Proposed changes for Sports Wagering Laws, in New Jersey, face scrutiny during an oral showdown, on Wednesday, in a federal appellate court before 12 justices.
A long long fight!
The court case over sports wagering laws is between New Jersey, represented by former Solicitors General Ted Olson, and the four major sports leagues-National Football League (NFL), National Basketball Association (NBA), Major League Baseball (MLB), National Hockey League (NHL), and the National Collegiate Athletic Association (NCAA), represented by Paul Clement.
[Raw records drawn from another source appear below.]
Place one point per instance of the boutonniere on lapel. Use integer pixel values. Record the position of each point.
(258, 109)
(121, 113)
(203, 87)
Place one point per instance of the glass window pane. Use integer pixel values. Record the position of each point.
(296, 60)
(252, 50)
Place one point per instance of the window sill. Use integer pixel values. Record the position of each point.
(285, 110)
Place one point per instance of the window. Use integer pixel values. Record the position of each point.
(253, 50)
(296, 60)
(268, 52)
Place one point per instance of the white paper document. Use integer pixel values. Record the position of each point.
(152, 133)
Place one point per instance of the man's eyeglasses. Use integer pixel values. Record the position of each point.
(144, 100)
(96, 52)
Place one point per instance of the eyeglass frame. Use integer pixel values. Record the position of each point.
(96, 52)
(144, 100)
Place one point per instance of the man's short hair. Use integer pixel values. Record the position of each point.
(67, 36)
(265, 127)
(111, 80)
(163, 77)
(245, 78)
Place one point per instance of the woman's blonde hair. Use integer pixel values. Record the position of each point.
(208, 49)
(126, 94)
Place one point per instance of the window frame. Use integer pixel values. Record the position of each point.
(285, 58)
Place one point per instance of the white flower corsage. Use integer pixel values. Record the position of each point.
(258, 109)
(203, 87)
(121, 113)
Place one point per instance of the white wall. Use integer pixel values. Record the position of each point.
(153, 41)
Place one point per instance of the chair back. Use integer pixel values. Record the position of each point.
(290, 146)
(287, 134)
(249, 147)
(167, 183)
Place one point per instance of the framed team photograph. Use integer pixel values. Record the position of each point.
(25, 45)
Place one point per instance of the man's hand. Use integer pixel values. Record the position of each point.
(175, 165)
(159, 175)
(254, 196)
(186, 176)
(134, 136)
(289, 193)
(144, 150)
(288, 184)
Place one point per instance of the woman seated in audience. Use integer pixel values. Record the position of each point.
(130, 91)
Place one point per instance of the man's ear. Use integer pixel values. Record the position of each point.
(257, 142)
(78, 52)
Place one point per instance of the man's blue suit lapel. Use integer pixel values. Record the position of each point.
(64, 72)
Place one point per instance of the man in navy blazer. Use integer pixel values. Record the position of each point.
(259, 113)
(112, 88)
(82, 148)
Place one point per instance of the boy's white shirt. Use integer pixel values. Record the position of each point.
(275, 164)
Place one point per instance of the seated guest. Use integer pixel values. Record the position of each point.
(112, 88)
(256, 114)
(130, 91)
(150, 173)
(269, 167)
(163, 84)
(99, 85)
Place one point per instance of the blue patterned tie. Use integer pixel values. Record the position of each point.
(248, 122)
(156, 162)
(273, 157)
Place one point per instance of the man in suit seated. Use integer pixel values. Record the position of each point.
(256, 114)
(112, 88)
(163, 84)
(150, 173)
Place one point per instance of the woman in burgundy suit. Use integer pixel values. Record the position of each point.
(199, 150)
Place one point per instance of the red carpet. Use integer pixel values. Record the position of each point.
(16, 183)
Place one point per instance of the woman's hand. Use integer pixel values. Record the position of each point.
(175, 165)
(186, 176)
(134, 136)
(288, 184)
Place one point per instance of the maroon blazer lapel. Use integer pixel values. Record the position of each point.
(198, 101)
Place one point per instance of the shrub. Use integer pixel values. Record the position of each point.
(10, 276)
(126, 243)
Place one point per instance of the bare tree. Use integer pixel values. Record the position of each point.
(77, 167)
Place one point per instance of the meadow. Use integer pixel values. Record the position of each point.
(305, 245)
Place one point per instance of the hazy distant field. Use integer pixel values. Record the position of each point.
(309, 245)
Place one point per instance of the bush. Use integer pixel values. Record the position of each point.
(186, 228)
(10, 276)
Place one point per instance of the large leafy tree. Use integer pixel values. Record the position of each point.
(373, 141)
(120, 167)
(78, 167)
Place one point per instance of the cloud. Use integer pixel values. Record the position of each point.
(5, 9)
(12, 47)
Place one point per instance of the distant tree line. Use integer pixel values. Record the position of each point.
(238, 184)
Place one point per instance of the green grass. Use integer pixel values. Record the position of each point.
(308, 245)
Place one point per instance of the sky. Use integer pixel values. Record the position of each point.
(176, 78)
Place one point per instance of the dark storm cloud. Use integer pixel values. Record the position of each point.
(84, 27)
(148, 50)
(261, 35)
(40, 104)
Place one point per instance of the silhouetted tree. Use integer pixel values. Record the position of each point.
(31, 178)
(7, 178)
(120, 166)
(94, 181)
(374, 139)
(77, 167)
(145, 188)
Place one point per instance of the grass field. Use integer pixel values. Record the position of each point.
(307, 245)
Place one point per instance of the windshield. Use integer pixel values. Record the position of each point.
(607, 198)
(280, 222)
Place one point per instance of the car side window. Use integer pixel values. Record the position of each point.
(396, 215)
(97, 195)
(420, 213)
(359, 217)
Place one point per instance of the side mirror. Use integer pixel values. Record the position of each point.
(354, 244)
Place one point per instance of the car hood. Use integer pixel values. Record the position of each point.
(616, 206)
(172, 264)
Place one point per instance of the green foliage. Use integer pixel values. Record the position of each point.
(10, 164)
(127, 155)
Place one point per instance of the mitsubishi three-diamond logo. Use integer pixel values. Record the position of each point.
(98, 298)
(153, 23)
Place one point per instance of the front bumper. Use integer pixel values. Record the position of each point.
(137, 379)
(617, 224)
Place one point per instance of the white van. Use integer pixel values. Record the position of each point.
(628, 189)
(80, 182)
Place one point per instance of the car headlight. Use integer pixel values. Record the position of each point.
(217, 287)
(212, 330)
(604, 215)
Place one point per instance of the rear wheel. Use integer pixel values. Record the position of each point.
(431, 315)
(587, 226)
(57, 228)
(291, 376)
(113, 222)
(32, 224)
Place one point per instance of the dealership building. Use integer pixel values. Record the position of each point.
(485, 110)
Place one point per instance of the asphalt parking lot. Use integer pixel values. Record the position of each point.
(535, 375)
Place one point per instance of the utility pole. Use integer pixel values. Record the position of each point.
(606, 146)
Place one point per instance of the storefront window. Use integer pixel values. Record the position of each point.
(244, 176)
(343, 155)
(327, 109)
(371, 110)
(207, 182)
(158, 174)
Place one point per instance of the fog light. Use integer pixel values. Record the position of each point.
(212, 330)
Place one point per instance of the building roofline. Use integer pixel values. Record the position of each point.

In October 2015, the U.S. Court of Appeals for the Third Circuit granted New Jersey Government the petition for an en banc hearing for the lawsuit against the leagues that had been ongoing since 2012. The main point for the hearing was to decide the future of Sports Wagering Laws in New Jersey and allow them to remove certain restrictions against sports betting.
The PASPA issue
Under the 1992 federal law, the Professional and Amateur Sports Protection Act (PASPA), sports betting was restricted in 46 states; including New Jersey. A court ruling stating that these bans are unlawful would be required for NJ to break free of these prohibitions.
Betting on sports increases interest and popularity of a sport; Adam Silver, NBA commissioner, has declared his wish for the federal ban on sports betting to be lifted and replaced with a regulatory scheme. However, the sports leagues are opposed to NJ’s plans, as they believe that freedom of sports betting would increase match fixing and introduce other worrying aspects of gambling into the games. This is what separates sports betting from other forms of gambling; making regulation a tricky matter.
The possible outcomes and consequences
A win for NJ would initially only affect sports gambling within the state boundaries, however, The United States Court of Appeals for the Third Circuit
would likely eventually allow state-based wagering laws for Delaware, Pennsylvania and the U.S. Virgin Islands.
A victory for the sports league, on the other hand, would maintain Nevada’s dominance in sports betting and crush Atlantic City’s ambitions for entering into competition for them.
Olson argued about the unregulated nature of Sports betting in the country and that if total freedom for sports betting regulations were granted, NJ would be pleased with that outcome as there is more than enough business to go around.
NJ also argued that PASPA violates the Tenth Amendment and prevents the state from exercising their own powers. The amendment says that states do not want to be enforced into policies dictated by the federal government that are at odds with their own. Olson further argued that NJ has to use their own resources to uphold a federal ban that they want repealed.
Clemens counter argued that NJ is simply looking to authorizing sports betting for themselves, albeit only at specific locations.
The lawyers also mentioned the “equal sovereignty doctrine rules” which guarantees that all states are to be treated equally by the federal government; PASPA allowing four states to practice sports betting while banning the rest shows clear differential, unfair treatment.
While the question of daily fantasy sports legality did not come up in court, it touches on the broader issue. Joe Asher, CEO of William Hill US, stated that sports betting and DFS are not mutually exclusive issues for the state, therefore if one is being legalised the other should be made lawful too.
A decision for this case is unlikely to come quickly. However, if NJ is victorious, we can expect to see similar legislation being introduced in many other states. On the other hand, if the leagues are successful, NJ would have to petition the U.S. Supreme Court, which only accepts 1% of such cases and even then cannot guarantee ruling in their favour. The best course of action to come out of this, specially given the nationwide controversy over fantasy sports, might be to reconsider the overall federal laws on sports betting and establish new regulations altogether.